A new year, a new book about Pentaho. And many times a book about Pentaho Data Integration (PDI). While this could seem a topic, it’s true at least for the last years. Some of you could think that this is a bad thing, but it’s not. If there is a great piece of software that it’s worth to spend some time to learn and master in the whole Pentaho stack is PDI, a.k.a Kettle, for old friends. Don’t doubt about it. Not for a second. If you want to be a Data Scientist is a good skill to add to your toolbox.
For those who still don’t know what is Pentaho Data Integration, the simplest answer is: it’s an open source ETL tool created 10 years ago by Matt Caster.
About the book
As many other books about PDI, the book starts explaining what is PDI adding a brief summary of its story. As many of you already known, PDI is a quite powerful tool but mastering all the features requires time and commitment before you are able to design enterprise-level ETLs.

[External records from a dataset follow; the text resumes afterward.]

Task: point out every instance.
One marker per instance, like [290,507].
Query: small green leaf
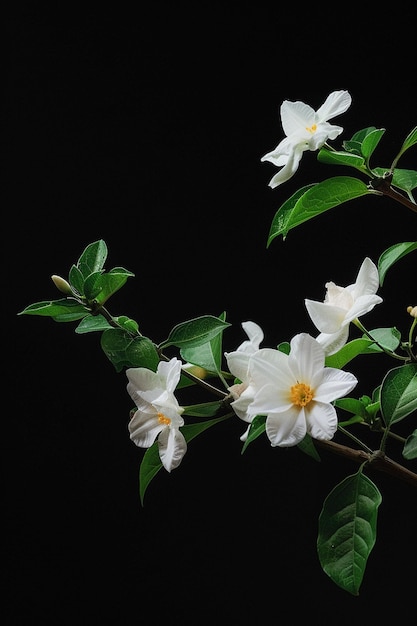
[208,355]
[307,446]
[410,447]
[93,258]
[335,157]
[392,255]
[64,310]
[315,201]
[348,352]
[388,338]
[256,429]
[371,141]
[347,530]
[195,332]
[398,393]
[123,350]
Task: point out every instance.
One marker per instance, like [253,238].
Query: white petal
[286,429]
[296,116]
[334,384]
[367,281]
[336,103]
[321,420]
[331,343]
[306,357]
[362,305]
[288,170]
[326,317]
[144,429]
[172,447]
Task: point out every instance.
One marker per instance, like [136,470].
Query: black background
[146,128]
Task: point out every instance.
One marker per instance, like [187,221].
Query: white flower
[343,305]
[158,414]
[295,391]
[238,364]
[305,129]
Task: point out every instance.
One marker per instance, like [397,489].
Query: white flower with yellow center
[305,129]
[343,305]
[158,416]
[295,391]
[238,364]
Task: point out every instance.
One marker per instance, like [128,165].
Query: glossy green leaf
[257,427]
[347,530]
[112,282]
[315,201]
[307,446]
[348,352]
[151,462]
[410,447]
[195,332]
[209,355]
[123,350]
[391,255]
[388,338]
[64,310]
[398,395]
[371,141]
[93,258]
[335,157]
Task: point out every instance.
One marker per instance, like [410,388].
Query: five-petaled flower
[305,129]
[343,305]
[295,391]
[238,364]
[158,415]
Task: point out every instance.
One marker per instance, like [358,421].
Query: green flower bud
[62,285]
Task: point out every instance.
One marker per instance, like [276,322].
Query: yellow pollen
[301,394]
[163,419]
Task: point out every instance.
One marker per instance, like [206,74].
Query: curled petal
[286,429]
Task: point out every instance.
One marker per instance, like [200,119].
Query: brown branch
[376,460]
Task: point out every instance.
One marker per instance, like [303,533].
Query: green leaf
[347,530]
[348,352]
[398,393]
[315,201]
[307,446]
[151,462]
[123,350]
[206,409]
[256,429]
[392,255]
[335,157]
[64,310]
[93,258]
[410,140]
[112,282]
[208,355]
[195,332]
[403,179]
[388,338]
[283,214]
[371,141]
[92,285]
[410,447]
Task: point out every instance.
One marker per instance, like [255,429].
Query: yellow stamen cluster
[301,394]
[163,419]
[412,310]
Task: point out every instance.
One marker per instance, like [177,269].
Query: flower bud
[62,285]
[412,310]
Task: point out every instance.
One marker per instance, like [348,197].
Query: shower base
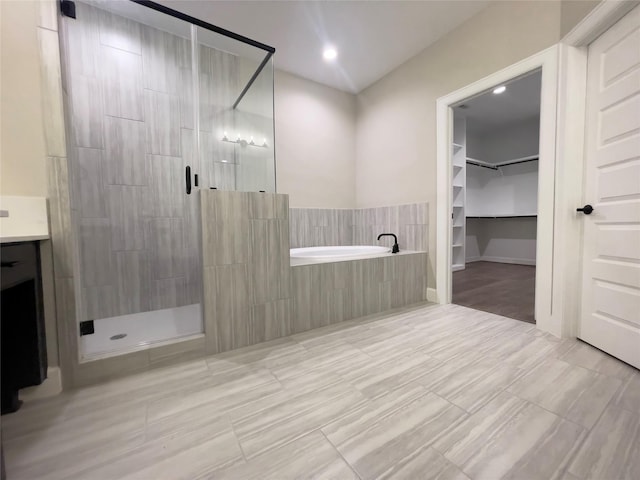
[129,332]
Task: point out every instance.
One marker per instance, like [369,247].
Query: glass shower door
[129,74]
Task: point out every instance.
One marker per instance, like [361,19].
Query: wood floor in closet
[500,288]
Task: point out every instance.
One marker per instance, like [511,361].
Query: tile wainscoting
[253,295]
[310,227]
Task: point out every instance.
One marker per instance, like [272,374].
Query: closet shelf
[497,165]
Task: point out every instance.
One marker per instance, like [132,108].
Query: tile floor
[428,392]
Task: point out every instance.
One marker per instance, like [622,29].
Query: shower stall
[159,105]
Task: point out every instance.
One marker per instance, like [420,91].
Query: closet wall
[511,191]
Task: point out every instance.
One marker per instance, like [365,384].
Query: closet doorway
[494,188]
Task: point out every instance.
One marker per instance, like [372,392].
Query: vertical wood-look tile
[119,32]
[99,302]
[82,41]
[168,293]
[50,73]
[132,270]
[231,306]
[86,111]
[126,208]
[58,185]
[167,186]
[162,125]
[96,259]
[124,158]
[87,171]
[122,83]
[162,55]
[166,245]
[225,227]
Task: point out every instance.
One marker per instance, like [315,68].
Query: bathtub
[332,254]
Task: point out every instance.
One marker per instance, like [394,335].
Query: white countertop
[23,219]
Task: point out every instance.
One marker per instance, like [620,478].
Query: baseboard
[432,295]
[516,261]
[51,387]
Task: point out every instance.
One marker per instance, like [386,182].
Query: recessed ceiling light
[330,54]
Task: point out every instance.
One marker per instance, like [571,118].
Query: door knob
[587,209]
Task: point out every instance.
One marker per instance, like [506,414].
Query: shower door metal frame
[222,31]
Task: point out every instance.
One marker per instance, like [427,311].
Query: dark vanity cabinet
[24,351]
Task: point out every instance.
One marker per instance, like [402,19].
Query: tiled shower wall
[311,227]
[132,133]
[129,104]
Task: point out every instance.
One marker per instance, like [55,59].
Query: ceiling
[519,102]
[372,38]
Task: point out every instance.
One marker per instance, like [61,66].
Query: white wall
[396,134]
[315,143]
[507,240]
[511,190]
[518,140]
[22,148]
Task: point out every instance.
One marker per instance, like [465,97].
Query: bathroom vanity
[24,352]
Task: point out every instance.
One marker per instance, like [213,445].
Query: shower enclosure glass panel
[235,114]
[254,120]
[148,95]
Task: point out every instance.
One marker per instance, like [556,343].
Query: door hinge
[86,328]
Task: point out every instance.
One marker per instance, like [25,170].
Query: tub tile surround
[311,227]
[253,294]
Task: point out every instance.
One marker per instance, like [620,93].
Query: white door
[611,266]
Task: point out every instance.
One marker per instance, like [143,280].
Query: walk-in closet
[495,199]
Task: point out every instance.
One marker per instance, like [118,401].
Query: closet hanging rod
[480,163]
[496,166]
[515,161]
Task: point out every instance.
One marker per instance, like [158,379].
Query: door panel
[611,250]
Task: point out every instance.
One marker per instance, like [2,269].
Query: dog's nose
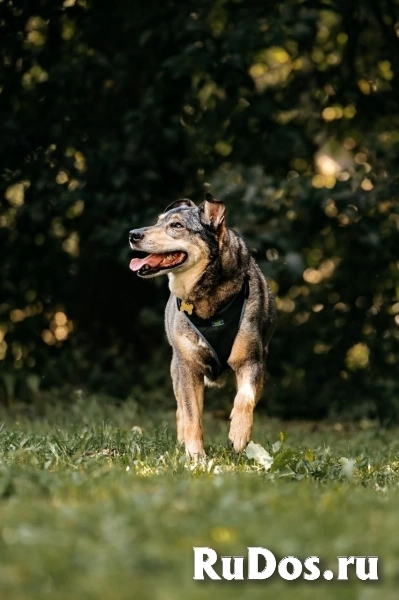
[135,235]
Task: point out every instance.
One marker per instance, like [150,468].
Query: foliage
[288,111]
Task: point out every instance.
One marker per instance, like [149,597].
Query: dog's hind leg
[188,386]
[249,389]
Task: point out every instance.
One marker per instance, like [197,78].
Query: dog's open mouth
[153,263]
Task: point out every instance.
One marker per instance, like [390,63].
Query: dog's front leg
[249,389]
[188,386]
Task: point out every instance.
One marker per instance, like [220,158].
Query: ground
[98,502]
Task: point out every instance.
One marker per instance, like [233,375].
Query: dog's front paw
[240,429]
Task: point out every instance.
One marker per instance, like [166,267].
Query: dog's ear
[181,202]
[212,212]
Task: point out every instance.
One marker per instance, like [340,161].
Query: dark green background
[288,111]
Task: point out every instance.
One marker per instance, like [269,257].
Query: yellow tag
[186,307]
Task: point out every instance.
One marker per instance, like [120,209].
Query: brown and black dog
[220,315]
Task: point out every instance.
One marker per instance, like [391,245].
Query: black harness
[220,331]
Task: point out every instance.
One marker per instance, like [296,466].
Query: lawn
[97,502]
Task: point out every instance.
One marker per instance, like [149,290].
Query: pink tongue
[153,260]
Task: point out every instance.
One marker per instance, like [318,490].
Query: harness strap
[220,331]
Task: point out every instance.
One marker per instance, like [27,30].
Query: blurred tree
[287,110]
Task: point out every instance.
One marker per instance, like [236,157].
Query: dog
[220,315]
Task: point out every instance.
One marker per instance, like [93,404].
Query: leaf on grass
[258,453]
[348,467]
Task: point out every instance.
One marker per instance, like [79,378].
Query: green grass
[97,502]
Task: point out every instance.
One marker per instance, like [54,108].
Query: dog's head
[184,235]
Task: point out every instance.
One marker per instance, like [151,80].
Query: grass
[97,502]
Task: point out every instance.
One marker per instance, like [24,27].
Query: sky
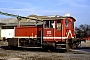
[79,9]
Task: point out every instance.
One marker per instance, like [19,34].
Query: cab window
[58,25]
[48,24]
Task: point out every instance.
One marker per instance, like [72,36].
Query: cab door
[69,25]
[48,30]
[58,30]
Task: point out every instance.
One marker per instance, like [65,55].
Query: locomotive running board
[29,47]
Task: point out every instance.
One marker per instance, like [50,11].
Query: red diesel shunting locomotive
[54,32]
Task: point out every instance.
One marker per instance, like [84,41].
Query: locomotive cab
[58,32]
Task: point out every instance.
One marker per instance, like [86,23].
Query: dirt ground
[74,54]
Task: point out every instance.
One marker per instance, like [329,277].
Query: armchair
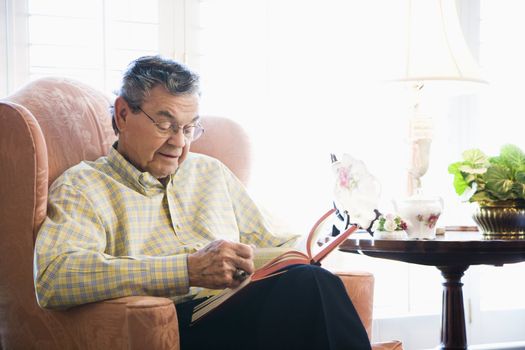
[46,127]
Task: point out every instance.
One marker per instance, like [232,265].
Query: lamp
[436,57]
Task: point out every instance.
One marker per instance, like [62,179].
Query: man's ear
[121,113]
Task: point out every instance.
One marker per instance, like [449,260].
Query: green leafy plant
[483,179]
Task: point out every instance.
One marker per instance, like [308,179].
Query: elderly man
[153,219]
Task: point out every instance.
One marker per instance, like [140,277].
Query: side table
[452,254]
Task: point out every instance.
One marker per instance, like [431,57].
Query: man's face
[141,143]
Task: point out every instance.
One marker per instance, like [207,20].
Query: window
[91,41]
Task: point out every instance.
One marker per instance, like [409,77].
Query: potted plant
[497,185]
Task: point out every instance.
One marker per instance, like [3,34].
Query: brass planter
[501,220]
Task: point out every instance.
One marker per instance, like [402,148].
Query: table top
[453,248]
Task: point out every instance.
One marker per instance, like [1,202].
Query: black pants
[304,308]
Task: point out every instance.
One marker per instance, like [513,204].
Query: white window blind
[92,41]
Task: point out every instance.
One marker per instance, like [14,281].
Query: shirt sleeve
[254,226]
[71,267]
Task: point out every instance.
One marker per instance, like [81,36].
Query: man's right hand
[214,265]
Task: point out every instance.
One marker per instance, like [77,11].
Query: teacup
[420,214]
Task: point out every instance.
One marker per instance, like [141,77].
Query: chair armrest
[360,288]
[136,322]
[389,345]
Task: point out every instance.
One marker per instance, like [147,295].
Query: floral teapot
[420,214]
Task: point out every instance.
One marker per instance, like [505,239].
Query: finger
[244,264]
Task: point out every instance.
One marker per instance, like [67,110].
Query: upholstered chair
[46,127]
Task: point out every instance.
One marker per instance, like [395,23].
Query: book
[326,235]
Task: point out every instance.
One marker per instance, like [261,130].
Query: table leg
[453,331]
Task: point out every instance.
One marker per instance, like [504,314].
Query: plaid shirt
[113,231]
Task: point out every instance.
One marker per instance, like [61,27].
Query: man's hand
[214,266]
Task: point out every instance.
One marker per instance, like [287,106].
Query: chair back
[46,127]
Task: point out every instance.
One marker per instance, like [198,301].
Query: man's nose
[177,139]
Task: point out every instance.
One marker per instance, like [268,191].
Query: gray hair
[147,72]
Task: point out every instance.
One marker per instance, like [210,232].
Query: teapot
[420,214]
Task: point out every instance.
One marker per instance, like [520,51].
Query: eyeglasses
[191,132]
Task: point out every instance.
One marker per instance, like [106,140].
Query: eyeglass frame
[176,127]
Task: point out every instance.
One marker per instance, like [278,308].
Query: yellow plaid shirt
[113,231]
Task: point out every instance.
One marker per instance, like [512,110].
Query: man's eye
[188,130]
[164,125]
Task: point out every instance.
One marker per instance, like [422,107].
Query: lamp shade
[435,49]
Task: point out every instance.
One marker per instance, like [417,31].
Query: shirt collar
[142,182]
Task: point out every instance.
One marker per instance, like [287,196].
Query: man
[153,219]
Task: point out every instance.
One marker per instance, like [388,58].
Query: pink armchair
[46,127]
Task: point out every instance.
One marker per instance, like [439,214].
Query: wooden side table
[452,254]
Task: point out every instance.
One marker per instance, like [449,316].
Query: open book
[327,233]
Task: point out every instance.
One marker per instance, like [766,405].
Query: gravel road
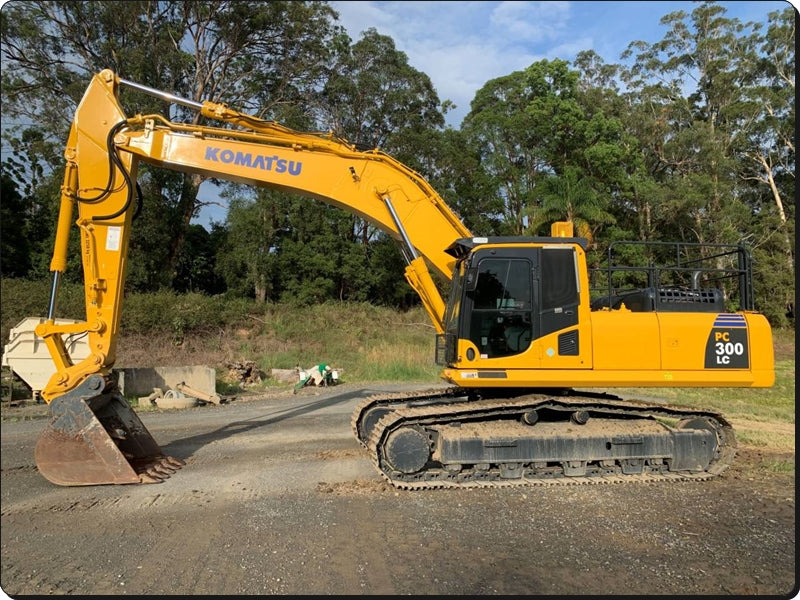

This book can help with that goal. Starting with how to create a simple transformation and a simple job (the two types of ETL processes according PDI), the book provides valuable information, tips and insights on how to master the use of the command line, the repository, the execution log or scheduling jobs and transformations. Let’s put it clear it helps you to master some of the most important features when using PDI in a project as your main ETL tools. It is particularly interesting and useful the chapter “Scheduling PDI jobs and transformations”.
With a straight narrative, this short book is easy to read and in my humble opinion it could be an interesting complement to your PDI library if you are looking for a quick guide.
However it should be said that if you are looking for a book describing the data warehousing process and how to use PDI for that process, this is not your book.